Cody Blick / Image from Getty Images
Staying in an Airbnb, Cody Blick awoke the morning of the final round to discover the garage door wide open and his clubs gone. Cue panic. With so much at stake, Blick took to Instagram to offer a $5,000 reward for the safe return of his clubs, no questions asked. Whether not favouring social media or sensing a trap, the thief didn’t answer the call. And with time fast running out, Blick had no choice but to raise an all-out S.O.S.
Scrambling together a set that included the local superintendent’s driver, wedges from the pro shop, and a borrowed putter that looked and weighed different to his own, Blick was nevertheless able to make it to the first tee. Preparations for the biggest day of his career, however, could scarcely have been less ideal.
A 66, sandwiched by two 70s, had left Blick on -10 and tied for 74th after three rounds, with the top 40 and ties eligible for at least eight Web.com starts in 2019. Don’t be fooled by the little-brother status of the Web tour, the prizefunds are more than decent and the competition level is terrifying. Eventual q-school winner Danny Walker would shoot a staggering 27-under-par for his four rounds, with a further six players within two strokes.

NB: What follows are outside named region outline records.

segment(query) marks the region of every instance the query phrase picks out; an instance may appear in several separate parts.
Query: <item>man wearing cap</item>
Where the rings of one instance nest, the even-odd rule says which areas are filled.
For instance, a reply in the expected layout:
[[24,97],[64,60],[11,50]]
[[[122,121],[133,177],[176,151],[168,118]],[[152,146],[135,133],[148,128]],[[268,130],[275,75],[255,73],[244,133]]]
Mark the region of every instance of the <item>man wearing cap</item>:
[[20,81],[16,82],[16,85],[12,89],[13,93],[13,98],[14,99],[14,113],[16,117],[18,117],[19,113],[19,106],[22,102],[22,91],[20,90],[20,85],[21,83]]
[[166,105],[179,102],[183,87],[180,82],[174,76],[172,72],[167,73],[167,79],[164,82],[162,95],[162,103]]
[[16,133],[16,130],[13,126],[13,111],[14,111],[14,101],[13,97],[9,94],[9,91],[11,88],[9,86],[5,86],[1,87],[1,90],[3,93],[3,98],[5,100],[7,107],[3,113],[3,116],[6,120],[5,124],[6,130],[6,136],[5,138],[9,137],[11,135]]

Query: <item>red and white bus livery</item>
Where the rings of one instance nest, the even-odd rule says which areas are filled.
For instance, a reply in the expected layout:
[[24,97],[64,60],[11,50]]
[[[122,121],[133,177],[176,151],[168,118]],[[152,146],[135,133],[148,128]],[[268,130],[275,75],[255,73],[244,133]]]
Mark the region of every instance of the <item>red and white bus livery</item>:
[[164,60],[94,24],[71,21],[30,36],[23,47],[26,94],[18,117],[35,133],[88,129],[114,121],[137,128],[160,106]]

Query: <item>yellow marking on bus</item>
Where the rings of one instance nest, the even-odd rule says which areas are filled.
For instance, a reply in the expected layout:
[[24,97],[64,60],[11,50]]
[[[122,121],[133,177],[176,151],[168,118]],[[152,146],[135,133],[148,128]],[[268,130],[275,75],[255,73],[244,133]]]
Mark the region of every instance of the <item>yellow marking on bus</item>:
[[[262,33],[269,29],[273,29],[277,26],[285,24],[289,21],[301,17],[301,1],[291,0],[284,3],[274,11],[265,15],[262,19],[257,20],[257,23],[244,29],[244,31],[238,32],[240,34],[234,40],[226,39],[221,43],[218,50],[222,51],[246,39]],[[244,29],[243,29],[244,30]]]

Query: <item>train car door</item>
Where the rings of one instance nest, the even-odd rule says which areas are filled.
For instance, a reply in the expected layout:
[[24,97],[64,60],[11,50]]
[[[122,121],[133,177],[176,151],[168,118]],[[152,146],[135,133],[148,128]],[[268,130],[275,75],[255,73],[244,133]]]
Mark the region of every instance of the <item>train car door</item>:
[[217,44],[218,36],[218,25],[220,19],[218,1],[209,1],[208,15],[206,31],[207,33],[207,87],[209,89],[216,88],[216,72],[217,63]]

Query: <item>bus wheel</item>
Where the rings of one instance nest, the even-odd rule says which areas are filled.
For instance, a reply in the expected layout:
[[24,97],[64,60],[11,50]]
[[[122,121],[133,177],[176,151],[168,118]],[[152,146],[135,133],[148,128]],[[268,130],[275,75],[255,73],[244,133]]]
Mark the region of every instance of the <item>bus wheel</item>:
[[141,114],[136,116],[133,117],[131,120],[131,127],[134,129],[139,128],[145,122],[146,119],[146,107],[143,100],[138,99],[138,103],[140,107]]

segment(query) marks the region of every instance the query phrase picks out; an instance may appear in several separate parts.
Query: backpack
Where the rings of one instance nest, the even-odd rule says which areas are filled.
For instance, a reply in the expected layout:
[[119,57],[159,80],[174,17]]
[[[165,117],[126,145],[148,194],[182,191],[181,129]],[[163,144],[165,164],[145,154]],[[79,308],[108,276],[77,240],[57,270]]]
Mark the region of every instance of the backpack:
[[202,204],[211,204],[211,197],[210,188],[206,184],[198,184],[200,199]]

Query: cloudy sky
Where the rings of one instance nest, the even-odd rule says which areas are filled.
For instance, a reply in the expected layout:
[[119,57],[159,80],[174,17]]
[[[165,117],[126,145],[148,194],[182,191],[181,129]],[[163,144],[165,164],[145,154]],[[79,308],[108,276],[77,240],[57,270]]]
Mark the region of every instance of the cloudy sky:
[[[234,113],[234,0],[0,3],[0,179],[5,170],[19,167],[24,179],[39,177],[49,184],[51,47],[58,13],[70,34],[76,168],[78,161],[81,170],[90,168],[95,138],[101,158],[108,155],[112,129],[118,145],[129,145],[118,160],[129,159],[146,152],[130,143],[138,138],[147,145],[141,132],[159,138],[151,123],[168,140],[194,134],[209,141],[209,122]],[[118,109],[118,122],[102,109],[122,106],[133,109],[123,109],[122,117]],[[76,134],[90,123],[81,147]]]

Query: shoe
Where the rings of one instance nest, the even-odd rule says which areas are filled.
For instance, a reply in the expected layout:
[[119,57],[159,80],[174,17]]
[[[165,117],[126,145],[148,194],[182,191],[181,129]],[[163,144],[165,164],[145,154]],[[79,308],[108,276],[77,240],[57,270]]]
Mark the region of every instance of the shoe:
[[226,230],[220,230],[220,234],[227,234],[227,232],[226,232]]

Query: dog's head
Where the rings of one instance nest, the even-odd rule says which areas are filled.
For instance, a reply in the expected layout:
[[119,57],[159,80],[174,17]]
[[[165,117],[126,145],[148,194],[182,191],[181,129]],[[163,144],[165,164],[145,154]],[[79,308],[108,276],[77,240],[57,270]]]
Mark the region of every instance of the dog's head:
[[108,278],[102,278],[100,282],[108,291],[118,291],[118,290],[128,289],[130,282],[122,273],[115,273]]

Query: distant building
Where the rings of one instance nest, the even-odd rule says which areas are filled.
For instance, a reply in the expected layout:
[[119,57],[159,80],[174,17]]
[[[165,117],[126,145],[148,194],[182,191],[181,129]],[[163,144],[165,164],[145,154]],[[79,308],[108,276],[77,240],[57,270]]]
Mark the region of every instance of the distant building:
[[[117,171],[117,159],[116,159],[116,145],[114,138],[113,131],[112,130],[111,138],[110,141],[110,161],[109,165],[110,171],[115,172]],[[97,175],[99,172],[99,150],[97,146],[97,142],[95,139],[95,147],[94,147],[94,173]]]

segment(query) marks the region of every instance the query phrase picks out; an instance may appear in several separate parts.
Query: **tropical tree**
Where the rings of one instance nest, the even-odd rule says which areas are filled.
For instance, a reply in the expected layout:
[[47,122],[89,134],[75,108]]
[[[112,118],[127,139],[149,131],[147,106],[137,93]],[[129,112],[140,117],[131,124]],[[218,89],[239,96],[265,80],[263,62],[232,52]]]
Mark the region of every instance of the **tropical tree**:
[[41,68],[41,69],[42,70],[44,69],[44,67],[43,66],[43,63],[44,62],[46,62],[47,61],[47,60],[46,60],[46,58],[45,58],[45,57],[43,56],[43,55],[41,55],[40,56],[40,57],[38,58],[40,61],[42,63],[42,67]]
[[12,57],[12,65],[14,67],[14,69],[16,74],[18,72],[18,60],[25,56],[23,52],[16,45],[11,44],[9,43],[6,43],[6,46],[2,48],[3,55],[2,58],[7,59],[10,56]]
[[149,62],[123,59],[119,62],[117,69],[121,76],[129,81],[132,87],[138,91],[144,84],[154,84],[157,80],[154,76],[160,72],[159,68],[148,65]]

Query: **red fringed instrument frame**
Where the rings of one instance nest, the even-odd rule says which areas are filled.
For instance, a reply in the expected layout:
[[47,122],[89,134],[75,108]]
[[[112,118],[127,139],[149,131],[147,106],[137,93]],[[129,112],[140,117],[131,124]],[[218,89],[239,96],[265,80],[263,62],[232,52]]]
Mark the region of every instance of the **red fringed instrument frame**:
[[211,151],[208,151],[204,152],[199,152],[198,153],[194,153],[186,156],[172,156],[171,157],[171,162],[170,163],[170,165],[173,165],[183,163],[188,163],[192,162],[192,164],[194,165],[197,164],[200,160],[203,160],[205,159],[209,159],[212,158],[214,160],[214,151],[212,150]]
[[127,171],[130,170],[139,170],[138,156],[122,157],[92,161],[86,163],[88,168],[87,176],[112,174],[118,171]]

With his tried and tested weaponry to hand, the odds weren’t in Blick’s favour, but with an effective motley crew slung on his caddie’s shoulder, the chances resided somewhere in the deep chasm between slim and none.
You can guess the rest.
In scenes reminiscent of Hollywood, Blick went out and shot a bogey-free, nine-under par, round of 63. Opening pars at one and two would’ve helped settle the inevitable stomach churning, but it was the climax to the round that will live long in his memory.
With roughly half the field still to finish, all projections seemed to indicate that -19 would be the number. With three holes to play, Blick was at -16, and seemingly destined to fall agonisingly short and left to dwell on what might have been.
But he had other ideas.
Intense pressure can have a strange effect on people. While some players shrivel and hide, others rise to the occasion. Needing three consecutive birdies to finish his round, Blick, playing with a carefree abandon that belied his position, delivered exactly that, capping off a sensational round in the most sensational of circumstances.
That pressure did what pressure does, and the cut off mark dropped to -18 was irrelevant, and the San Jose State graduate was left to make good on his most recent loans and pick up his card at the end of an emotionally rollercoaster ten or twelve hours.
Given how he performed with an effective rental set, it’s doubtful that the $5,000, “no questions asked” offer is still there. The irony of the situation will probably be lost on the larcenist, but in addition to the story of the weekend, they provided us with an additional gem….
They brought whole new meaning to the term “hot putter.”